31 December 2007

A Matter of Taste?

I came upon a seminal bit of Phillip Johnson's stuff over at ScienceMusings.com (Blog) today in a piece called "Miracles" or in the comments on it. I've linked the object of the discusion in the title of this post. Here Johnson makes the case that science does not disprove religious dogma and the supernatural; it simply assumes it to be irrelevant, through its materialist focus. It seems a fair point to me. Is it possible that science is an overreaction to the realization that humans are biased to see intentionality in everything that happens? Is science immune to admitting any possibility of a supreme and supernatural being, by assumption? It certainly could be that's true.

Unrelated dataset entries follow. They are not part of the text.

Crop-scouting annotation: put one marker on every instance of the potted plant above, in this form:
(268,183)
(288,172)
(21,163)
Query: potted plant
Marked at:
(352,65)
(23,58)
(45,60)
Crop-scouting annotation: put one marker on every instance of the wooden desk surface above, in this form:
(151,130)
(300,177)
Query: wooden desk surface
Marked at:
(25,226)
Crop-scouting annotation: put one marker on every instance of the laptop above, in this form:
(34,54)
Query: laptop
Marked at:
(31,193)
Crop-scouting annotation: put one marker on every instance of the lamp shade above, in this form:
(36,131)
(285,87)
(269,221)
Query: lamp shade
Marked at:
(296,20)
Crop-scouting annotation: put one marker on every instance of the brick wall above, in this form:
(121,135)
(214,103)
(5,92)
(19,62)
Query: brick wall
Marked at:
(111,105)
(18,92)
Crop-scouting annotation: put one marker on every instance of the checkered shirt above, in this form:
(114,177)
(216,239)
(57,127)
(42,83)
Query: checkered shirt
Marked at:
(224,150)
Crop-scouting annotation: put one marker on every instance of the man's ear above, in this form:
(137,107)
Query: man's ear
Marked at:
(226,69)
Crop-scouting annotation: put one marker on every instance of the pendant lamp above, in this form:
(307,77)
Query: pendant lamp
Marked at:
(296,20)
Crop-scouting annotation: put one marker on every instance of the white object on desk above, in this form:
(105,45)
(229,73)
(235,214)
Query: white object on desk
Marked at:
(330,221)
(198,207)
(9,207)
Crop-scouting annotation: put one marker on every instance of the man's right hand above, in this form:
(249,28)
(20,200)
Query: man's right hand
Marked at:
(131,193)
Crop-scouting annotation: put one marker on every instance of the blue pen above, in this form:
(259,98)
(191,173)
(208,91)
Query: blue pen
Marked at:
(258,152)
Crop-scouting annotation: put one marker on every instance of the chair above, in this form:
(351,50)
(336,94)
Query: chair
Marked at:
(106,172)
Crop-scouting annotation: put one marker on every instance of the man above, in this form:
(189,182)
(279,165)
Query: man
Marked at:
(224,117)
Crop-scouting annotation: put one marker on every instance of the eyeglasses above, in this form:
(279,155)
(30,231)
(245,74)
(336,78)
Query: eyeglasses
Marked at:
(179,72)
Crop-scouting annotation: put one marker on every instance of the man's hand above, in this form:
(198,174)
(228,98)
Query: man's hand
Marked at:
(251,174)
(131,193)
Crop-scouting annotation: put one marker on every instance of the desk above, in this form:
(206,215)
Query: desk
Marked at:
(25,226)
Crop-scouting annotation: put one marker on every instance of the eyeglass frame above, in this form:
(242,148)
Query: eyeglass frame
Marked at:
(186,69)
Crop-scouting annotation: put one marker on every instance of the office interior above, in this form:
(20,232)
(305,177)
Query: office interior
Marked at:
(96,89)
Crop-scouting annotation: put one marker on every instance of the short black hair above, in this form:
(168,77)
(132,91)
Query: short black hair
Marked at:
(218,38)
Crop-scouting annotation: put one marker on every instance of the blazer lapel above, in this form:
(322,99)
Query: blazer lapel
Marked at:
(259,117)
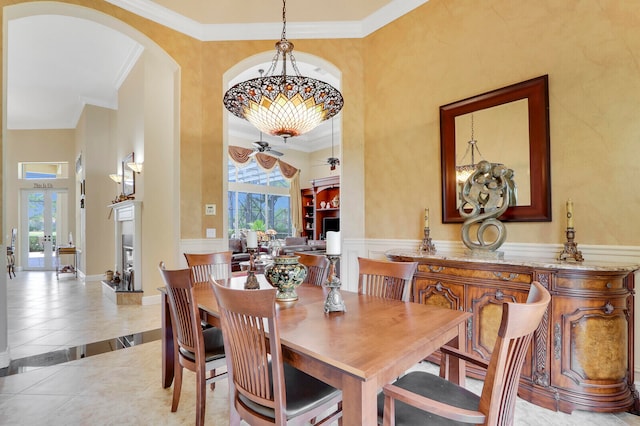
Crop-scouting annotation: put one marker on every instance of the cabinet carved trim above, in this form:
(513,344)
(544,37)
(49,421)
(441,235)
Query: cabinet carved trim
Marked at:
(540,344)
(557,340)
(581,356)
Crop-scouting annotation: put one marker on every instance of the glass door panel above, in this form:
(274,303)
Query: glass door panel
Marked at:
(44,224)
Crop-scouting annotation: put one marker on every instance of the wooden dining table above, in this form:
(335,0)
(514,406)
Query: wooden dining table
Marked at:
(358,351)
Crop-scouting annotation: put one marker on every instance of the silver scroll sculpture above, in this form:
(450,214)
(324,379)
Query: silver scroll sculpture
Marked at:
(485,196)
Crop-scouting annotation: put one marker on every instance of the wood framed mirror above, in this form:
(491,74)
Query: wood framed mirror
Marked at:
(128,176)
(510,126)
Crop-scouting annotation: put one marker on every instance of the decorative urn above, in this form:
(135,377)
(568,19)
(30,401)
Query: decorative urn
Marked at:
(285,274)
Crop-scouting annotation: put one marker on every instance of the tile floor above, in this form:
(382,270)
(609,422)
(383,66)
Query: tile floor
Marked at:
(123,387)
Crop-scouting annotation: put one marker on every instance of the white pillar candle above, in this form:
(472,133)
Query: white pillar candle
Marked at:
(252,239)
(569,213)
(333,242)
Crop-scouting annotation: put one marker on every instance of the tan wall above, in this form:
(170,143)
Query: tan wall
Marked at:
(99,157)
(441,52)
(447,50)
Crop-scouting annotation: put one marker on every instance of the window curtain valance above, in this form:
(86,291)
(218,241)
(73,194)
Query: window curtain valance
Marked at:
(240,156)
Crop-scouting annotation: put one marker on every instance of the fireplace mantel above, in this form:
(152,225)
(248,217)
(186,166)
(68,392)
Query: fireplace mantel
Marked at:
(128,220)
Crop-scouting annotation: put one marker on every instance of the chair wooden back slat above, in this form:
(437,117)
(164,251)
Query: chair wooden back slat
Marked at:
(203,265)
(391,280)
(185,313)
(246,321)
(317,267)
(519,322)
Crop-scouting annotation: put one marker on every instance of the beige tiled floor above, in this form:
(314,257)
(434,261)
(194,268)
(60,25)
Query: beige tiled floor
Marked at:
(123,387)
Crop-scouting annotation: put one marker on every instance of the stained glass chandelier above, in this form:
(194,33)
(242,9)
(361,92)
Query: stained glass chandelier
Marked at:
(280,104)
(465,170)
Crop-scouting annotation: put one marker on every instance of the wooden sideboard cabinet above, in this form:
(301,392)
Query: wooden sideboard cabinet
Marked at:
(581,356)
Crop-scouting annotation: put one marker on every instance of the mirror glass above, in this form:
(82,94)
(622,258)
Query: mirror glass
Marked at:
(508,126)
(506,131)
(128,176)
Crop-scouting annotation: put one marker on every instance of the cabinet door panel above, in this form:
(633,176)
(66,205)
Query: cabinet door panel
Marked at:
(590,342)
(486,305)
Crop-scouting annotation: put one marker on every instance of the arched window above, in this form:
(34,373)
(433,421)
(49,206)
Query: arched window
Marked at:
(258,198)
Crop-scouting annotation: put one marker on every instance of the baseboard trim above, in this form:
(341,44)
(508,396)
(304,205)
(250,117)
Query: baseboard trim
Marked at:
(5,359)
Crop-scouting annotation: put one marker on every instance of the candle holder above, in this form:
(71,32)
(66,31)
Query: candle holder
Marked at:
(571,251)
(427,246)
(252,281)
(334,302)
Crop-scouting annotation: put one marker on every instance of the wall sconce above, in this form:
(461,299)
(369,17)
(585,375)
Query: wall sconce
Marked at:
(136,167)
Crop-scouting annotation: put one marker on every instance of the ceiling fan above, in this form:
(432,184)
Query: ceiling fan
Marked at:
(264,148)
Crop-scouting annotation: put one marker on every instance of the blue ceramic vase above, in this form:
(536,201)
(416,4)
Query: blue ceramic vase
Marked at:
(285,274)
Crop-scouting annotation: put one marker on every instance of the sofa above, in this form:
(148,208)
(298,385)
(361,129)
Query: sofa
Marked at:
(294,244)
(238,248)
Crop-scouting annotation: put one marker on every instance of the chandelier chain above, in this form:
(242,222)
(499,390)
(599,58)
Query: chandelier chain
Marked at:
(284,20)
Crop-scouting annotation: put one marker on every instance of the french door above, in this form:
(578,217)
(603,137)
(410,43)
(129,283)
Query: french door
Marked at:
(44,225)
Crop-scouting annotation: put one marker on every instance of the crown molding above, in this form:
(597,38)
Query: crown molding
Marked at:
(265,31)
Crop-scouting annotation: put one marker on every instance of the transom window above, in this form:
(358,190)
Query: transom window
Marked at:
(43,170)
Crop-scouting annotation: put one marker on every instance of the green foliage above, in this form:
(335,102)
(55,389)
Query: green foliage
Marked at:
(258,225)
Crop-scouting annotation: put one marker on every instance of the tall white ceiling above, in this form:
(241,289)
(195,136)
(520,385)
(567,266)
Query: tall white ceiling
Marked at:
(57,64)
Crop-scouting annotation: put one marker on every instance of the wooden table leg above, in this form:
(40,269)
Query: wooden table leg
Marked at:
(168,344)
(452,368)
(359,401)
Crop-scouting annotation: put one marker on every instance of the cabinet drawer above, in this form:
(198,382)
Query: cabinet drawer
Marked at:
(595,283)
(438,293)
(505,275)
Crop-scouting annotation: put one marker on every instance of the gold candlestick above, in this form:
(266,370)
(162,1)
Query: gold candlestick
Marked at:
(252,281)
(571,251)
(334,302)
(427,246)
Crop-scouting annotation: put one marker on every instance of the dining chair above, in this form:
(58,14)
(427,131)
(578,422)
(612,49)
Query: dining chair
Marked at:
(317,267)
(264,389)
(203,265)
(433,400)
(383,278)
(198,350)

If so, it is clearly by application of Occam's razor, which posits that the simpler story is always to be preferred, when faced with a choice of two different interpretations, in the absence of any clear differentiating evidence. Note the qualifiers on that statement. A good intelligent design advocate would say that complexity is of itself evidence of intention and design. Whereas, a good scientist would say that complexity can arise naturally and that self-organization is a property of matter in some circumstances. It's even a property of numbers and algorithms, clear of any matter. 

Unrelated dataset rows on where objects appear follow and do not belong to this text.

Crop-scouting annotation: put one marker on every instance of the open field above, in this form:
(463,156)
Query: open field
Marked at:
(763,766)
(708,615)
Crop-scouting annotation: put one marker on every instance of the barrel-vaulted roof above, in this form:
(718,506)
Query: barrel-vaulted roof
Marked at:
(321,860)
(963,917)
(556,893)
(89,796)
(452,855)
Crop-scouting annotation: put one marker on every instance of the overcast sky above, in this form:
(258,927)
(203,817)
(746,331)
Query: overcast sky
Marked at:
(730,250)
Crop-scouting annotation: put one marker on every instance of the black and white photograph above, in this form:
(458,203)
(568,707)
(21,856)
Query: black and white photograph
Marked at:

So it seems that the biggest questions must be answered as matters of personal taste and the making of bets on the future, unless or until direct evidence can be found. We have our choice of attributing that which we cannot otherwise account to deliberate intentionality on the part of a supreme being, or we can regard it as a challenge to explain otherwise. That is, we can blame spooks, gremlins, or gods if we like, with no apparent guilt concerning the lack of evidence. Or we can blame the inherent complexity of nature and vow to keep seeking to understand what we do not now understand. 

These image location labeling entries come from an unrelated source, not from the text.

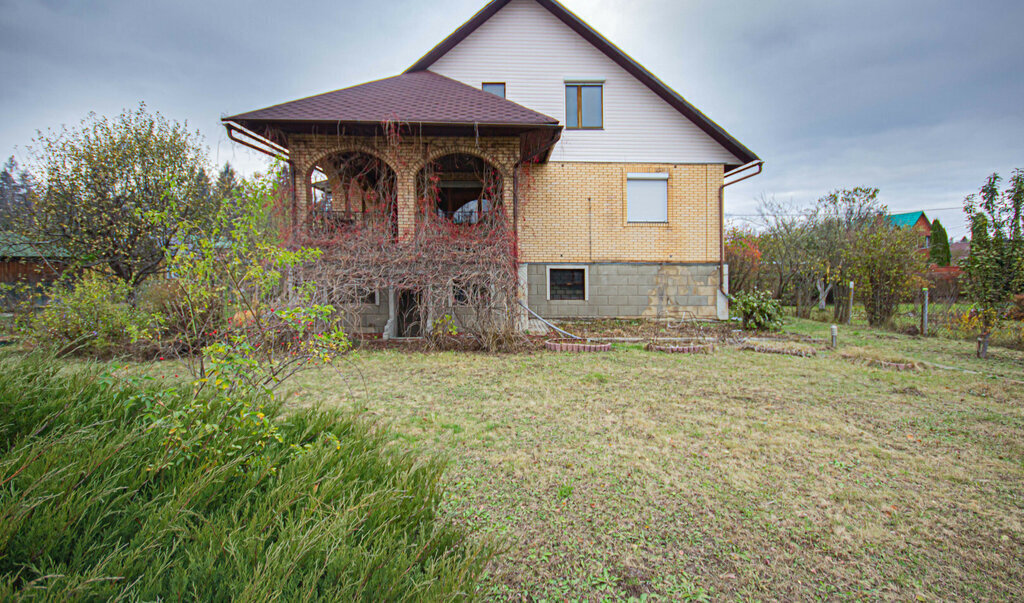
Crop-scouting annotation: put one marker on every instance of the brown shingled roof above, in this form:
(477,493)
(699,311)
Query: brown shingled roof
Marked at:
(421,96)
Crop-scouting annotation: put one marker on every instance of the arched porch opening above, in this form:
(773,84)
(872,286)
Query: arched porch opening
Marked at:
(352,189)
(459,188)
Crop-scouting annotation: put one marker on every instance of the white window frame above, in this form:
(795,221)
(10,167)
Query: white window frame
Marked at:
(662,176)
(584,82)
(504,85)
(586,282)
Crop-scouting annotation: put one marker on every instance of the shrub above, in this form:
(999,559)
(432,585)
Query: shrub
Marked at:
(97,506)
(758,309)
(91,317)
(888,266)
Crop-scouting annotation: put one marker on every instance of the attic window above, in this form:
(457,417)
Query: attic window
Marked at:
(496,88)
(584,106)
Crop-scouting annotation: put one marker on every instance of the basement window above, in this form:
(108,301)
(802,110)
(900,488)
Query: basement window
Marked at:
(567,284)
(496,88)
(647,197)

Your choice! But I hope you'll pardon me if I regard ID advocates as quitters and nay-sayers who would find the universe unsatisfying if its ultimate mysteries were removed. And yet, there is common ground here, if scientists and materialists would admit that part of what they find fascinating about the universe is that which we still do not understand. 



2 comments:

Humainism said...

"And yet, there is common ground here, if scientists and materialists would admit that part of what they find fascinating about the universe is that which we still do not understand."

Part...? My goodness, I would gladly admit that it is "All"! :)

Tom Moore said...

Perhaps I should have added "... and have little or no hope of understanding."?